In his Open Access News blog, Peter Suber comments on my post from last Friday, and says that he's puzzled by my last paragraph in which I say that the policy "achieves few (if any) of the initial goals of the movement." He points out that the mandate is a major advance for the movement, and I don't disagree with that. But I think my comment still stands. Making an advance is not the same as achieving the goals.
Certainly people became involved with the open access movement for different reasons and, perhaps, having different priorities, so I'm not sure that it actually makes sense to talk about the "initial goals of the movement". But when I referred to initial goals I was thinking about some of the early definitions that focused on immediate availability of the published version of the article, with no subscription barriers and the ability to reuse the material for any purpose -- these, it seems to me, are the principles inherent in the original BBB declarations. In addition, many of the early OA advocates talked about a complete revolution in how scholarly publishing is funded and some openly called for a complete end to the subscription based system, claiming that publishers had a moral responsibility to "free" their literature. Many librarians viewed OA as a means of eliminating or reducing what many saw as unfair pricing policies. This was the rhetoric that freaked out so many of the publishers.
NIH was careful to call its proposal "public access" to distinguish it from "open access" as understood in the way that I've just described it.
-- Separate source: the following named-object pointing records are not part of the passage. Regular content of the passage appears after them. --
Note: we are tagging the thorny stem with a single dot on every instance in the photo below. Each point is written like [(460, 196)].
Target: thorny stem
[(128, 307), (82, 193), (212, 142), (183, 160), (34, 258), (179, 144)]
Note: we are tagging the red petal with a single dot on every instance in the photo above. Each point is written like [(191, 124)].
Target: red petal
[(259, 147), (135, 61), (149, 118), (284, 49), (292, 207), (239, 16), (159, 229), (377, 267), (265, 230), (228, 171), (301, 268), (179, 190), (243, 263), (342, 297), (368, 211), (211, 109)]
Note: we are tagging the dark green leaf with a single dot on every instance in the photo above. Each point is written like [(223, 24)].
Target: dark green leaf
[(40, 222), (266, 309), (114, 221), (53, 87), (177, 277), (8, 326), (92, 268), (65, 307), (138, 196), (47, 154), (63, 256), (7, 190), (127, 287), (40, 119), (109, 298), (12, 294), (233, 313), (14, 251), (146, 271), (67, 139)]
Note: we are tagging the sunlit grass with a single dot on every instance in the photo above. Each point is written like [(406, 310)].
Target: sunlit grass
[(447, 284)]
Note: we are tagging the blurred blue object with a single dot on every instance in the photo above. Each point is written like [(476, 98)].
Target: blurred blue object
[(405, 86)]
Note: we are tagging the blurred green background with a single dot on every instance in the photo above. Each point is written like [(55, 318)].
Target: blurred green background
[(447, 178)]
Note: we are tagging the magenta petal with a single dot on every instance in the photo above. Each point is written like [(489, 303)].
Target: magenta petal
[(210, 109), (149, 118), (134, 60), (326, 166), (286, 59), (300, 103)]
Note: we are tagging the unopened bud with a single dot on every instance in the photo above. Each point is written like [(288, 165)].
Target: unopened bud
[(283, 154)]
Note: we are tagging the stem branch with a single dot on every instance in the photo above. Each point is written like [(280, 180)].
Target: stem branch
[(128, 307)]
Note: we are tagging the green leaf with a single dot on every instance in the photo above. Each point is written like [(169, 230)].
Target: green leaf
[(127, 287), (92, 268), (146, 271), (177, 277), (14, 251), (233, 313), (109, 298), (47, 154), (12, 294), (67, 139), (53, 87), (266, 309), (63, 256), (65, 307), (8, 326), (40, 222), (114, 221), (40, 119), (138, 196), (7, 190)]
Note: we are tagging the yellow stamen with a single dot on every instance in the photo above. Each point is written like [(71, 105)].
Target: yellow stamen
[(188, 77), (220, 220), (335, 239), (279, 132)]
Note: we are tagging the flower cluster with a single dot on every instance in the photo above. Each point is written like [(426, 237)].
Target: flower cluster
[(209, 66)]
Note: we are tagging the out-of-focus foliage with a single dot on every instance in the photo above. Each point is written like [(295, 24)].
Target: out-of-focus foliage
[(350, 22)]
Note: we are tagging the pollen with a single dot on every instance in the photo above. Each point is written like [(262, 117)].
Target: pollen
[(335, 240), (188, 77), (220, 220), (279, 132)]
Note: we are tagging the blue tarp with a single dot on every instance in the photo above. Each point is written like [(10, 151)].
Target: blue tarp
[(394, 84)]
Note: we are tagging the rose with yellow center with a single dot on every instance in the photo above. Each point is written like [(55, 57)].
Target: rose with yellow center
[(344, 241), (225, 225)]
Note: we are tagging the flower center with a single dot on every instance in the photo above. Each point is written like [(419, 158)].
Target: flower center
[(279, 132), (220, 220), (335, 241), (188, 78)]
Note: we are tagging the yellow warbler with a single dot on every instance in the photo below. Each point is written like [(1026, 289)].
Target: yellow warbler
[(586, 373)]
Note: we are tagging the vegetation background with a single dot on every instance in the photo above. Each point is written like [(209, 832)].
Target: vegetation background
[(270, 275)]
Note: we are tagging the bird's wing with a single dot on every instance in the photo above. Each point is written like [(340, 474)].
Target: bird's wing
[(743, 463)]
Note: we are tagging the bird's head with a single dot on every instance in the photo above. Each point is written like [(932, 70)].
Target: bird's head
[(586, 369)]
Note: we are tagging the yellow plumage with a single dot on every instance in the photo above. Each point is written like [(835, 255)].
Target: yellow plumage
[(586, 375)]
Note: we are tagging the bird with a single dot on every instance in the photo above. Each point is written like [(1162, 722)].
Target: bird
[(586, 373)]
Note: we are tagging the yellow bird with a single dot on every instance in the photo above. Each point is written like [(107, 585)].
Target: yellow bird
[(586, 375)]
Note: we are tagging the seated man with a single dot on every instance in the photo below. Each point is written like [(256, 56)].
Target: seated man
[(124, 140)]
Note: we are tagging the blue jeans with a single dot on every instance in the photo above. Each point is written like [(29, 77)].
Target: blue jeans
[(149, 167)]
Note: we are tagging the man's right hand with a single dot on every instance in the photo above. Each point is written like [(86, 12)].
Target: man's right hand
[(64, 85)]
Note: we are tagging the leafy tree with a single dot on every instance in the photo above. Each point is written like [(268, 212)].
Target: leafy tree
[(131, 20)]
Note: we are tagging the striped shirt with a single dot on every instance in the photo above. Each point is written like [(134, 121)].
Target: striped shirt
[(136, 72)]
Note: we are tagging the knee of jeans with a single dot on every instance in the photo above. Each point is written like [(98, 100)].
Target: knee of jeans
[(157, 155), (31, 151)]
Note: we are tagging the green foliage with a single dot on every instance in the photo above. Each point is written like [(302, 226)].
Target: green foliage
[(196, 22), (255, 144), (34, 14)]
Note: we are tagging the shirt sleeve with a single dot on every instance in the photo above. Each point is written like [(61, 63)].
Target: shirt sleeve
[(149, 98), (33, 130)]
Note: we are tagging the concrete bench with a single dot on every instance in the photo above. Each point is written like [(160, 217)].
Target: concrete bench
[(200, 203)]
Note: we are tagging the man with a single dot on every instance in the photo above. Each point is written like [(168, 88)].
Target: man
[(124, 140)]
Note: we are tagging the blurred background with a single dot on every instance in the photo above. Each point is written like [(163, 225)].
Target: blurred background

The policy does not provide immediate access, it does not provide access to the final version, it does not automatically provide for reuse in any format, and it does not appear to have dramatically weakened the existing system of scholarly publishing.
As Suber says, it does indeed make a great number of articles freely available after an embargo period, but I wouldn't call that one of the initial goals of the movement. (And, it is also important to note that of the 80,000 articles per year that will be affected, many of them would have been made freely available after six months or a year anyway because they are published in society journals that already have such policies in place. I haven't seen an analysis that shows what portion of the 80,000 would not have become available under existing journal policies).
Suber suggests, in the January 2 issue of SOAN, that one of the next goals should be shrinking the embargo period. However, proponents of the NIH policy pointed out frequently that publishers should not be concerned about the policy's impact on subscriptions because of the embargo. They claimed that the argument of the publishers that the policy threatened the viability of their journals was just a smokescreen because there was no evidence that libraries would engage in wholesale cancellations as long as the embargo was in place. If OA advocates now set their sights on eliminating the embargo, aren't they opening themselves up to the charge of arguing in bad faith? Wouldn't that justify the publishers' concerns that OA advocates were not being honest, but were merely using the NIH policy as an important stepping-stone on the way towards immediate open access?
Making the NIH public access policy mandatory is indeed a huge achievement, and those people who have worked very hard to get there should be rightfully pleased with their success. But what comes next? And will the arguments that will be used to advocate for the next set of goals be consistent with the arguments that were used to defend and advocate for the NIH policy?